Critique de livre : « En langues », de Thomas Grattan
Il assume son rôle étrange dans la vie de ces hommes : gérer les tâches ménagères, certes, mais aussi participer à leurs dîners, où il est présenté comme « l'ami Gordon ». La jaquette du livre qualifie ce travail de « torride », alors peut-être sommes-nous censés être titillés. En fait, ces gars-là sont moins un ménage à trois qu’une famille moderne. Philip et Nicola supplantent la mère distante et légèrement dessinée et le père absent de Gordon, un gars inefficace avec de profondes convictions religieuses. Le plus jeune homme porte même les vieux vêtements de son patron, comme un fils porterait ceux de son père. Oui, Gordon a une relation sexuelle avec Nicola, mais c'est une rencontre exploratoire, presque innocente, quelque chose qui pourrait bien paraître « torride » aux lecteurs hétérosexuels.

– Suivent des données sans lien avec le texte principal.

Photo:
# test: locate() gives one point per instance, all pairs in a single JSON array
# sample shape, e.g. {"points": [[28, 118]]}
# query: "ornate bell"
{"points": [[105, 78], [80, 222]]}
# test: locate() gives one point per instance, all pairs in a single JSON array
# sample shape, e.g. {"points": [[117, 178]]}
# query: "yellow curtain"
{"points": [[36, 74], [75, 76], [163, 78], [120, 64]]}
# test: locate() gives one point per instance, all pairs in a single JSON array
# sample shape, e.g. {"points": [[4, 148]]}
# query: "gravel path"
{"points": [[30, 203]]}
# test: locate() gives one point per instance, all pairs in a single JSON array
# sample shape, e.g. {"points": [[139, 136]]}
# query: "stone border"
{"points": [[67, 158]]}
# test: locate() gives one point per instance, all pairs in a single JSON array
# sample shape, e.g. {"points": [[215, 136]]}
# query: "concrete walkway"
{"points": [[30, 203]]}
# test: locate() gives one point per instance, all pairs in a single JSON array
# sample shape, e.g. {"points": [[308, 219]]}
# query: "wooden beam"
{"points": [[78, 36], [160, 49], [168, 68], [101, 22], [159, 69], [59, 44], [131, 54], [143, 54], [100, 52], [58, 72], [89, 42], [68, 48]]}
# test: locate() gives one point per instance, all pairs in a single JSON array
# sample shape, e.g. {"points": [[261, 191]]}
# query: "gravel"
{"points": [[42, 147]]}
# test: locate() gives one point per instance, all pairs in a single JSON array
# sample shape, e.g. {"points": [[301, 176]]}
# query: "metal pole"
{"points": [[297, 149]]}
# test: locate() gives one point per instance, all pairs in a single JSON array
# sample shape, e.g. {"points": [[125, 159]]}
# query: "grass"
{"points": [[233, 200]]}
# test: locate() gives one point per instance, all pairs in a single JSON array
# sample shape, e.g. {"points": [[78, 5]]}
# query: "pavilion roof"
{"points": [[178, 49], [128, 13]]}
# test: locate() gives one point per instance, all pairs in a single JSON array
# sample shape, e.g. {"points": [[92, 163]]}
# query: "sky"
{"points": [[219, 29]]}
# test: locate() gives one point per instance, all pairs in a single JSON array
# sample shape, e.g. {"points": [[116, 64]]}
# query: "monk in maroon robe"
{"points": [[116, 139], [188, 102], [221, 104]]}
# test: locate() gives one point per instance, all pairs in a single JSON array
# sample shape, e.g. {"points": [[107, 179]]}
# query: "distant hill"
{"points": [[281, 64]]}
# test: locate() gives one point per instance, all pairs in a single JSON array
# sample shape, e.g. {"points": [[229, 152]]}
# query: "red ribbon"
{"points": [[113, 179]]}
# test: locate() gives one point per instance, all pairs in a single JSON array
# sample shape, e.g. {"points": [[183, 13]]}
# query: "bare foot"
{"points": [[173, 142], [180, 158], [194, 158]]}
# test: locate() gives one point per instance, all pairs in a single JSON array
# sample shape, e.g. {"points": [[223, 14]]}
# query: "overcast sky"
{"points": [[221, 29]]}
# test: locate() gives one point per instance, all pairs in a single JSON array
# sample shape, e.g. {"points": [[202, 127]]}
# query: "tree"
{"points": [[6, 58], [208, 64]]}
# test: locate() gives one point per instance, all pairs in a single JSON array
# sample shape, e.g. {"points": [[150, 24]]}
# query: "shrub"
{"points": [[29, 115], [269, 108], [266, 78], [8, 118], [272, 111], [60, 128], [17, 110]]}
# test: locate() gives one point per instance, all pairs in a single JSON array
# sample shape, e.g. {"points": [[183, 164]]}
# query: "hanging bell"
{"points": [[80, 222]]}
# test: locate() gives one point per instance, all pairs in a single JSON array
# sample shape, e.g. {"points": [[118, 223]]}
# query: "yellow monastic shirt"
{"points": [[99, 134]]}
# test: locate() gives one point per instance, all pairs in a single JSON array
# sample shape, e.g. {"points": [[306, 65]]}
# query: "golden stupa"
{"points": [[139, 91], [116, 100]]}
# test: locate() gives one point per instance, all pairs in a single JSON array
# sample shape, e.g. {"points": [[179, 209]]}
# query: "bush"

Gordon ne peut pas susciter le désir pour Philip, mais se réjouit toujours de son attention : « Même si je n'avais aucun intérêt à coucher avec lui, je ne voulais pas non plus qu'il arrête de chercher. » C'est une chose sur laquelle Grattan revient un peu trop souvent, son roman s'intéressant moins aux langues qu'aux yeux, au voir et à l'être vu. « Un jour, en quatrième année, raconte Gordon, la chose la plus proche que j'avais comprise de mon intérêt pour les hommes et les garçons était l'attention particulière que je leur accordais. L'un des Mike de ma classe m'a plaqué contre un mur avant que je réalise que je je regardais. Désormais, Gordon veut être regardé, savourant « le frisson d’être considéré comme un régal pour les yeux ».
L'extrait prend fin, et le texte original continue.